Contributed by Terry Fox
While Al Gore may, or may not, have invented the Internet, there has not been any central enforcement body to regulate manners, civility, or professionalism in individual Internet discourse . . . until now. It appears that “regulation” is a misnomer because, in actuality, it is more like de-evolution. Having read the National Labor Relations Board’s Acting Associate General Counsel’s Report Concerning Social Media Cases released May 30, 2012, I am picturing the NLRB management sitting around wearing red plastic flower pots as hats like the early punk band DEVO as they concoct ways to “whip it into shape” on the world-wide web by gutting employers’ social media policies. These rules and pronouncements govern employee’s postings on social media like Facebook, MySpace, and Twitter.
A rule advising employees not to “release confidential guest, team member or company information” is illegal under Section 7 of the National Labor Relations Act, says the NLRB, because employees would construe this rule to prohibit them from discussing the wages and conditions of employment for themselves and others. This rule is taken from Target Corporation’s social media policy. The Acting General Counsel report also took issue with a section of Target’s policy addressing confidential information. Its rule that employees not discuss confidential information of other employees in break rooms or other open areas, in public or at home was deemed unlawful because it would be [not had been] construed by employees to preclude discussion of terms and conditions of employment.
General Motors’ social media policy fared no better. GM’s policy section requiring posts to be “completely accurate and not misleading” was found overbroad because only maliciously false information lies outside Section 7 of the NLRA. The admonition for employees unsure of a post’s propriety to check with the company’s corporate communication or legal departments prior to posting is also illegal in the NLRB’s view.
Most surprising is the trashing of GM’s rules of civility – “treat everyone with respect” – by the NLRB. “Offensive, demeaning, abusive or inappropriate remarks are as out of place online as they are offline, even if they are unintentional.” What’s the problem with that rule? “[T]his provision proscribes a broad spectrum of communications that would include protected criticisms of the employer’s labor policies or treatment of employees.”

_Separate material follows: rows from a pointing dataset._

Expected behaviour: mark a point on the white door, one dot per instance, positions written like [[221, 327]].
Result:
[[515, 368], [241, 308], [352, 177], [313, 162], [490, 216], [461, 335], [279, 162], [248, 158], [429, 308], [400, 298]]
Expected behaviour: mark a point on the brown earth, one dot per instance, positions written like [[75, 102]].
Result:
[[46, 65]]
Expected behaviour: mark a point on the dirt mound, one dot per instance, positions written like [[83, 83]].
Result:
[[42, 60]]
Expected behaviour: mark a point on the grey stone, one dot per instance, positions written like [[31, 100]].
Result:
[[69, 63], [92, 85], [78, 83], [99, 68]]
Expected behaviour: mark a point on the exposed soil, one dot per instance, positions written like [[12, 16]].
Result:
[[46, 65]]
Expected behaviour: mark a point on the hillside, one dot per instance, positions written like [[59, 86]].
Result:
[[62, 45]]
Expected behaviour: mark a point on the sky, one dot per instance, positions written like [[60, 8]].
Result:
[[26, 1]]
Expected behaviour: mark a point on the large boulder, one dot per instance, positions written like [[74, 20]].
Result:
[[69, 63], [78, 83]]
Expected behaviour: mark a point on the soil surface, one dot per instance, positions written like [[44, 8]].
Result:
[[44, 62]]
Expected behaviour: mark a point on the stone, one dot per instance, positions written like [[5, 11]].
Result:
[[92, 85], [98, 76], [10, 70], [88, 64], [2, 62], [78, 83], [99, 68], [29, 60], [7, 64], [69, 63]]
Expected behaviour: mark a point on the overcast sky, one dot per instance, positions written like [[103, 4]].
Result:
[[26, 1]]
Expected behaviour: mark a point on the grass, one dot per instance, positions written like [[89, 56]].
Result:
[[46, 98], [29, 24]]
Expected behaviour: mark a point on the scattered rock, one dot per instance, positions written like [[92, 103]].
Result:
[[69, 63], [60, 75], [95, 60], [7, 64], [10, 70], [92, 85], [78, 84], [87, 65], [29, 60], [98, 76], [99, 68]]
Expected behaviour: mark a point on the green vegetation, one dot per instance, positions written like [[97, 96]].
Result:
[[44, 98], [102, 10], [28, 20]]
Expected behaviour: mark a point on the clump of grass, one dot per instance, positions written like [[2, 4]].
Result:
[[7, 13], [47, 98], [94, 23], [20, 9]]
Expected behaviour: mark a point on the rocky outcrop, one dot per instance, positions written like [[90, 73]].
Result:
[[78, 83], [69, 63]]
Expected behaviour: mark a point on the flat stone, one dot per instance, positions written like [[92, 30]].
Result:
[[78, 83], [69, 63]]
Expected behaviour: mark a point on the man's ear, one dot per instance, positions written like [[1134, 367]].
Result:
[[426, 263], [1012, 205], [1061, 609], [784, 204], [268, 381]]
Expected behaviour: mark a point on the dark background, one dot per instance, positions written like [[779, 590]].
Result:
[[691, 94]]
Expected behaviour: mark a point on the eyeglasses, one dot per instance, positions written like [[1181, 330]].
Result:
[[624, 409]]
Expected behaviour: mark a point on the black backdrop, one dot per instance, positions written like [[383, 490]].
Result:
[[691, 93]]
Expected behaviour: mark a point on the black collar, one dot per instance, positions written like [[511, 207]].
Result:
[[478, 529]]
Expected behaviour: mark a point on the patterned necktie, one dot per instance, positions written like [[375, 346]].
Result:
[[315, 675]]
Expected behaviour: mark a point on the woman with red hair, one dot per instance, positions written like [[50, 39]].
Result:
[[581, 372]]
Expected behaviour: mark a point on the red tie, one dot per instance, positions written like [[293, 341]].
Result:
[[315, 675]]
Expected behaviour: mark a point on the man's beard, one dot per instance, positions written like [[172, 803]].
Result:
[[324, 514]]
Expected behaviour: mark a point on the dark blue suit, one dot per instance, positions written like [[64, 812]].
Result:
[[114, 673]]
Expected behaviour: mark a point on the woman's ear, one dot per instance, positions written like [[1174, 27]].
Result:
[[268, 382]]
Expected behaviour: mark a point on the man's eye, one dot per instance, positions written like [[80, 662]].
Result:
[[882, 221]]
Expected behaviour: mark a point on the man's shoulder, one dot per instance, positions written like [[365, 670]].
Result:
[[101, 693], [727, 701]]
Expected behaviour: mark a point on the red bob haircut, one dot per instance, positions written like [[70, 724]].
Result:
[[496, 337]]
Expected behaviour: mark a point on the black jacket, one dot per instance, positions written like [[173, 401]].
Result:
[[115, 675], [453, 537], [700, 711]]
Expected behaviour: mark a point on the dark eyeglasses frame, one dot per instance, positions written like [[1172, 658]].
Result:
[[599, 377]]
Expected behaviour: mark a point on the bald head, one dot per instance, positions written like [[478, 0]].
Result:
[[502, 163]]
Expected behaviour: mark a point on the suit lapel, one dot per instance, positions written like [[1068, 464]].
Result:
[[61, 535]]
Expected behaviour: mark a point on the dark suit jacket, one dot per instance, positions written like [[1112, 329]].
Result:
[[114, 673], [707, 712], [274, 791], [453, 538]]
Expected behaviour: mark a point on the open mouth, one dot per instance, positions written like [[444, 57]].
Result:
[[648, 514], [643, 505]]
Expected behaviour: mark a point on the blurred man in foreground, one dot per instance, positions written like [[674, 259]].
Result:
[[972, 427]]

Privacy gets no respect from the NLRB. In reviewing McKeeson Corporation’s social media policy, the Board took issue with the provision titled “Respect Privacy.” McKeeson’s business is to support patient billings for the health care industry. The “offensive” clause stated “[i]f during the course of your work you create, receive or become aware of personal information about [Employer’s] employees, contingent workers, customers, customer’s patients, providers, business partners or third parties, don’t disclose that information in any way via social media or other online activities.” Unlawful, said the NLRB, because it would preclude employees from discussing wages and working conditions.
As shocking as it is that the federal government is enticing employees to talk smack about each other online, the safe haven for employers is uncharted. Most current social media policies contain a so-called “savings clause.” Those provisions generally state that the policy is not intended or to be applied to preclude lawful activities under the law, or specifically Section 7 of the NLRA. A “savings” clause is of no value because it will not save an otherwise unlawful policy because employees would not understand from a disclaimer that protected activities are in fact permitted.
The Acting General Counsel report trashes the social media policies of other for-profit and nonprofit organizations. The report does give a pass to Walmart’s revised policies (as of 5/4/12), and provides them as an attachment. Employers are commended to read the report and strongly encouraged to have trained legal counsel review social media policies. There appears to be a fair degree of nuance to this, as shown by the report when read in its entirety. What the NLRB appears to be striving for are express carve-outs encouraging employees to discuss wage and working condition issues. If that is required, it is not clear if having a social media policy is beneficial. Walmart’s policies, however, find a balance without providing overt encouragement through examples.
This is an area of rapidly changing laws, rules, and expectations. The May 30th report is the third report in less than a year. Expect more mayhem. . .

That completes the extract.